As it happens I ‘randomly’ use the ‘Labov’ example too. I give it as the counter in an argument/ model where a right wing, Tory Education minister attempts to ‘sell’ Berntstein’s ‘restricted’ ideas as a Government policy. It is a striking, easily understood example to develop the discussion of MacIntyre’s engagement with the Social Sciences in ‘After Virtue’. His point here is that theories in these disciplines always have to live with well known, counter examples (all having some empirical support within their domain, etc, AM gives an example from Criminology/Urban Geography).
My view, expressed to those folks unlikey enough to be sitting next to me on the train, is that I am concerned that if you look through say the Sociology 101 text book, MacIntyre’s ideal type holds. In the begrudging langangue of Economists, Sociology is ‘Heterodox’ through and through. However, going through the Economic 101 text books, you certainly have disputed problems etc, but the engagement/clash, between Theories (Political Economy, Methods, Data) is missing. Economics texts seems different. This is why the argument that Economists are in fact ‘theological’ ‘actors in modernity’ seems a very serious matter to me.
That the Social Sciences are not like Natural Science is common place of course, but it is this ‘managerial act’ that the Economics ‘text book’ itself is a ‘Natural Science Paradigm’ that is the central problem. It might be conjectured that after 1970 a core of Economists sat down with Kuhn’s ‘Structure of Scientific Revolutions’ and sought, not in good faith, to understand their practice. Rather they sat down with a ‘tick box’ mangerial ‘grid’ and went through the text: ah,ah – ‘trained practioners’, Yes-tick, ‘practioners decide ultimate problems’, Yes-tick, and so on through Kuhn’s book. But instead of seeing the limitations of what they were doing, concluded instead, yes on his ‘definition’, we are special, very nearly Physics too!
So I agree with the sentiment expressed above, if Economists in the Academy cannot change their ways over Econ 101, and who it is actually for in a Democracy, then (with the support of the scientists and engineers) the History, Geography, Sociology, Psychology and Theology departments need to reabsorb the rump of ‘Mainstream’ economists back to where their came from. This ‘reabsorbing’ would put an end to fake economic progress and the Jesuit order built around it. Ministers and citizens would also have to do some hard thinking, of course, and account for the economic perspectives they adopt. Most of all, anybody chanting economic TINA (because the textbook says so) could then be certain that the will be told to go F**k themselves by the citizens
ps
I know, I know, sending them back down from where they came, has a certain theological tone too 🙂
You realise most decent economists do not, already, work in economics departments, I presume?

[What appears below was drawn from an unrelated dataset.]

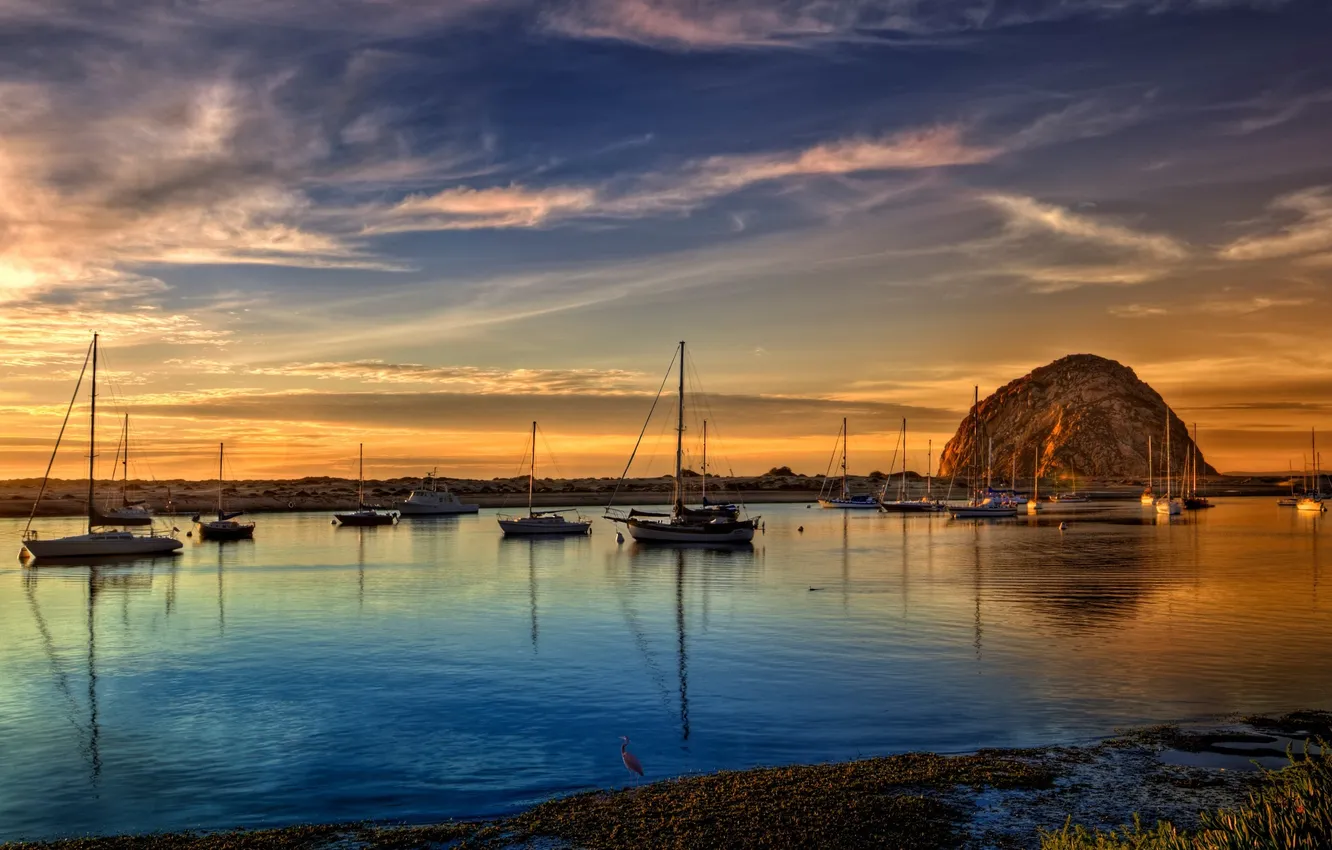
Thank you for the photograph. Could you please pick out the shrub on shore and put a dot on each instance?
(1291, 809)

Once you understand that the introduction of money was a double-edged sword promoting great efficiency benefits as well as money-bullying it becomes possible to understand that the search for balancing methods has to be a priority for the human race, not least because if we don’t we’ll render our planet uninhabitable and no amount of wealth or poverty matters any longer.
I think you’re running up against the generational thing. New theories have to wait for the previous generation, who are in positions of power, to die off before they’re accepted.